Indexing a specific PDF file leads to 100% RAM usage and runs forever

Hi,

We ran into a problem when indexing the following file:
SEPA_ZvFormate_de-5.pdf (1.1 MB)

When starting the indexing for only 1 folder with this 1 file in it, the RAM usage increases further and further (over 50 GB!!!) and seems to run forever. I had to cancel it after 10 minutes.

Our code is very simple (please ignore the empty property initializers. They don’t matter.):

var index = new GroupDocs.Search.Index(indexDirectory, new IndexSettings { }, overwriteIfExists: false);

index.Add(folderWithThatOneFileInIt, new IndexingOptions { });

We have the latest version 24.8.0 in use.

@jamsharp
This issue is reproduced at our end. Therefore, we have opened the following new ticket(s) in our internal issue tracking system and will deliver their fixes according to the terms mentioned in Free Support Policies.
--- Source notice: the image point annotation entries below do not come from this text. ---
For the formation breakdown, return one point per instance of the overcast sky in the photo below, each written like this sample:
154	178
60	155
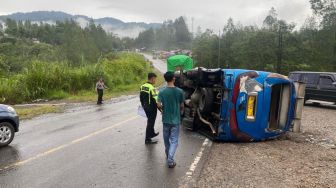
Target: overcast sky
211	14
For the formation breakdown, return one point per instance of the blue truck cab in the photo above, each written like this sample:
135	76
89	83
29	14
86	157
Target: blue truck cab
237	105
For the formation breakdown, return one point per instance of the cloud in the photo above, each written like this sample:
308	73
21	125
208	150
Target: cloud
211	14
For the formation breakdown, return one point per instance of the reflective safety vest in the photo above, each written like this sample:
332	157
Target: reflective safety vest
150	90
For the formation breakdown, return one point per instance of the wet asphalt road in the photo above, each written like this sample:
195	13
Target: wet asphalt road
95	146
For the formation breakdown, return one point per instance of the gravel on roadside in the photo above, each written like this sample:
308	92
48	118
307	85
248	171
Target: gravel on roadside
306	159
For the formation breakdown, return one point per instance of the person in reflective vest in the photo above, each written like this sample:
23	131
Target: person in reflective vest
148	99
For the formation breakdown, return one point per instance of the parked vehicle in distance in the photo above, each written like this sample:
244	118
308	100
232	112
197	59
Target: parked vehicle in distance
9	124
237	105
320	85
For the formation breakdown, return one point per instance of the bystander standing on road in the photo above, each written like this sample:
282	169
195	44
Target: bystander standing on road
148	99
100	86
171	101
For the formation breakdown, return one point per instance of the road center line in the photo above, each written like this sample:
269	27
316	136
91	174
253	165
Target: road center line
198	157
58	148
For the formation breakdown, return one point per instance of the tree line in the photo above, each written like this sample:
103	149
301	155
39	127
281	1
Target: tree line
22	42
276	46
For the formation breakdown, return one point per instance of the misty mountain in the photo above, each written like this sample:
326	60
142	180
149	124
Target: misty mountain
113	25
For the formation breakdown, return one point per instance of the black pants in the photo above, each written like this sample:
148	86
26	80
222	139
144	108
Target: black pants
100	96
151	113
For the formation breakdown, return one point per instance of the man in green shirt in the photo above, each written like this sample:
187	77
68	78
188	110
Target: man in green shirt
171	102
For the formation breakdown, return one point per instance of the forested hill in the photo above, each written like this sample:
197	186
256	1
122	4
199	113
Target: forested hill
116	26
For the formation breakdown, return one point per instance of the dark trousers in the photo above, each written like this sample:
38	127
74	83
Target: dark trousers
151	113
100	96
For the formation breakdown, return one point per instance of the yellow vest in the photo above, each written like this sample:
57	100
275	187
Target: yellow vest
149	88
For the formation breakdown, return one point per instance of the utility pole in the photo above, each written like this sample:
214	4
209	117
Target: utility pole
192	27
280	48
219	37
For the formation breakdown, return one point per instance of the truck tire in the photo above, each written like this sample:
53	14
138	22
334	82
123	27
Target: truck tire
206	101
7	133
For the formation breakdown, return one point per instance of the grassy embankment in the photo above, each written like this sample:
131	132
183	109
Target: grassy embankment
59	81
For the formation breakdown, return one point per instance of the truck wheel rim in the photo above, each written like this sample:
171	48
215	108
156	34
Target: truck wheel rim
5	134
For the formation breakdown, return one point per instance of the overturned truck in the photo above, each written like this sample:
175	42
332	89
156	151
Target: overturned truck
237	105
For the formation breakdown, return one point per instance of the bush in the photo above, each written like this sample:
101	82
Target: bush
57	80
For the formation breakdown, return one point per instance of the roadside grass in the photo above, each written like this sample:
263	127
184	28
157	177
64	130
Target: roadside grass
91	96
29	112
37	110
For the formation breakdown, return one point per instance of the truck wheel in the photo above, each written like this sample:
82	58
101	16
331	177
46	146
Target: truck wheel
7	133
206	100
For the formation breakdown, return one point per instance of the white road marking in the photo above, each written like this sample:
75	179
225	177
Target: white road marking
58	148
197	159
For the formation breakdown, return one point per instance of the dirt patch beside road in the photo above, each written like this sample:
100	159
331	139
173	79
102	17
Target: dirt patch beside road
306	159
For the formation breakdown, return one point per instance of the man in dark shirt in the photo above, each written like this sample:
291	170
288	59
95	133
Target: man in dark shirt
148	99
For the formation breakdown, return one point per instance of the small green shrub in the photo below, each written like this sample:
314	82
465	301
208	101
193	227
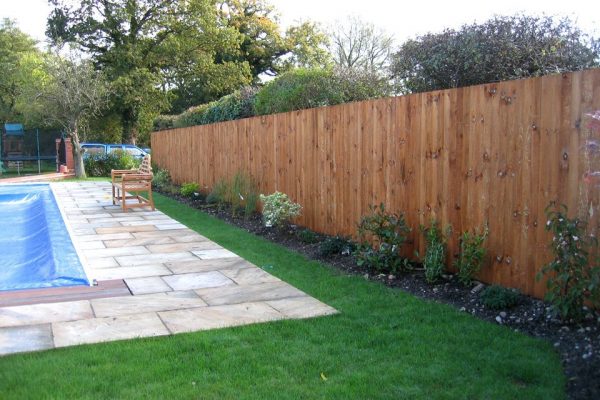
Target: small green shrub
102	164
161	178
189	189
470	258
335	245
434	260
571	280
382	236
307	236
173	189
278	209
499	298
163	122
239	104
218	194
296	90
242	194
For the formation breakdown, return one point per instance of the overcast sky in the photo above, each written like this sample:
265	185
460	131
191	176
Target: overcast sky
403	19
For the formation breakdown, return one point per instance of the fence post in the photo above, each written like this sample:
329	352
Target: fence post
37	139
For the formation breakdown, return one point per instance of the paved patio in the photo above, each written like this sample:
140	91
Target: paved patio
179	281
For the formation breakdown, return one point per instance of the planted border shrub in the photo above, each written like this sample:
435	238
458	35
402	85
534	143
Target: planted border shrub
101	164
242	194
470	258
218	194
336	245
278	209
189	189
296	90
237	105
161	178
382	236
307	236
499	298
571	279
434	259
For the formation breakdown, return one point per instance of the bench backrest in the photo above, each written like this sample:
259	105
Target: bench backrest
145	166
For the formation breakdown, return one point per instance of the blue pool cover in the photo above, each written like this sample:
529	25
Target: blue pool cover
35	248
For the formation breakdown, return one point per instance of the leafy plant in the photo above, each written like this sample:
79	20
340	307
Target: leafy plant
239	104
242	194
502	48
571	280
278	209
470	258
334	245
189	189
498	298
434	260
161	178
218	194
101	164
382	236
307	236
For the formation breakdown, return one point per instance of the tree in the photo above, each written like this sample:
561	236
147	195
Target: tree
67	92
499	49
263	46
128	40
359	45
16	48
307	48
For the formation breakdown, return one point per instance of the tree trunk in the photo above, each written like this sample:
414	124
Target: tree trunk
77	155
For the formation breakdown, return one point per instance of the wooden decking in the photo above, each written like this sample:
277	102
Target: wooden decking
110	288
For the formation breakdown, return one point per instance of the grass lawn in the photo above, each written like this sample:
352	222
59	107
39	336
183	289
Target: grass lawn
383	344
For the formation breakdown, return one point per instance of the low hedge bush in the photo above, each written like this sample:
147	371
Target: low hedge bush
102	164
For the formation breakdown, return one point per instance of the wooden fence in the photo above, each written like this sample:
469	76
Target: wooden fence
495	153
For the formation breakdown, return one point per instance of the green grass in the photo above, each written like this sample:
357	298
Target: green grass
383	344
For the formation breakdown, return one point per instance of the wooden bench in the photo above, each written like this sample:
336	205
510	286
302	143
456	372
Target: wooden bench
127	184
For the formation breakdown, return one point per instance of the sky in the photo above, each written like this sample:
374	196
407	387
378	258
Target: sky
402	19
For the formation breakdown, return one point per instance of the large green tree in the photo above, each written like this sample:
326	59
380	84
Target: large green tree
16	52
264	46
67	92
132	42
501	48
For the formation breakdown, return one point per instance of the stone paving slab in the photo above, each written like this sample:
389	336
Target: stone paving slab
180	281
29	338
97	330
198	319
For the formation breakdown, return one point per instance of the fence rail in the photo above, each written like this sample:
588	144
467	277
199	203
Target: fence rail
496	153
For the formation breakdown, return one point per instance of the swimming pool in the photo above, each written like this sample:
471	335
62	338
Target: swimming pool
36	250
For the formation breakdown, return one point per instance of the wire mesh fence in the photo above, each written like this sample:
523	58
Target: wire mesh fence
27	151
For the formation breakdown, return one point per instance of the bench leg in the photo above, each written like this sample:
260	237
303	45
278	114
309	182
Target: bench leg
123	195
151	200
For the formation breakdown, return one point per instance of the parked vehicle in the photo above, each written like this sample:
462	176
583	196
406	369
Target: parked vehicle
101	148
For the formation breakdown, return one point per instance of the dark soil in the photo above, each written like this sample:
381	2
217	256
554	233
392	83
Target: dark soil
578	344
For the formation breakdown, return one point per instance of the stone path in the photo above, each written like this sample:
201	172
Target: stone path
180	281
Issue ID(s): SEARCHNET-3241

You can obtain Paid Support Services if you need support on a priority basis, along with the direct access to our Paid Support management team.

@jamsharp

The issue could be resolved by configuring following indexing setting. We would recommend always using this option, as it helps ensure the text is properly structured.

index.Add(folderWithThatOneFileInIt, new IndexingOptions { UseRawTextExtraction = false });

Hi.
We did a little bit of testing with the UseRawTextExtraction option.
In our Test-Enviourment (approx 16k files) the duration of indexing is much higher with UseRawTextExtraction = false

UseRawTextExtraction Time
true 24:56
false 58:40

this is not what we would have expected.
Additionaly, we have seen other issues with other file types, even with UseRawTextExtraction = false (I will open seperate tickets for these issues).

Overall, we would be very happy to see a fix for SEARCHNET-3241 soon!

Thank you for your time!

@jamsharp

Could you please share a simple console application using that issue could be reproduced at our end?

We will check if we can do this with reasonable effort.
Thx for your fast reply!

@jamsharp

You are welcome.

Could you please share a simple console application using that issue could be reproduced at our end?

Hello,
We are not exactly sure what you want us to do.
The code is pretty simple. Not more than this:

var index = new Index(IndexStorageDirectory, false);
index.Add(m_TargetDirectory, new IndexingOptions { UseRawTextExtraction = false });

We executed it once with UseRawTextExtraction = true and once with false on a company drive with 16k files with many different formats. As the company drive contains company-internal information, we can unfortunately not share it with you.

Is our performance gap not reproducible on your side when you use the code above and execute it on a huge amount of files?

@jamsharp

Are you sure that the files are valid (there is no invalid/corrupted or damaged file in the source files directory)? You may take a look at this approach.

Are you sure that the files are valid (there is no invalid/corrupted or damaged file in the source files directory)?

We can’t guarantee that. That’s absolutely possible. Why? Does this make is slower when UseRawTextExtraction = false?

You may take a look at this approach.

What do you mean by this? This is the exact code from above, isn’t it?
That’s where we observe a performance gap.
We don’t understand, why UseRawTextExtraction = false is so much slower.

UseRawTextExtraction Time
true 24:56
false 58:40

@jamsharp

It’s always better to use UseRawTextExtraction = false.
By performing separate data extraction and indexing, you can parallelize this process. And therefore speed it up several times. You can extract data even on different servers, since the original documents and extracted data can be serialized. Therefore, please adopt this approach - Separate data extraction.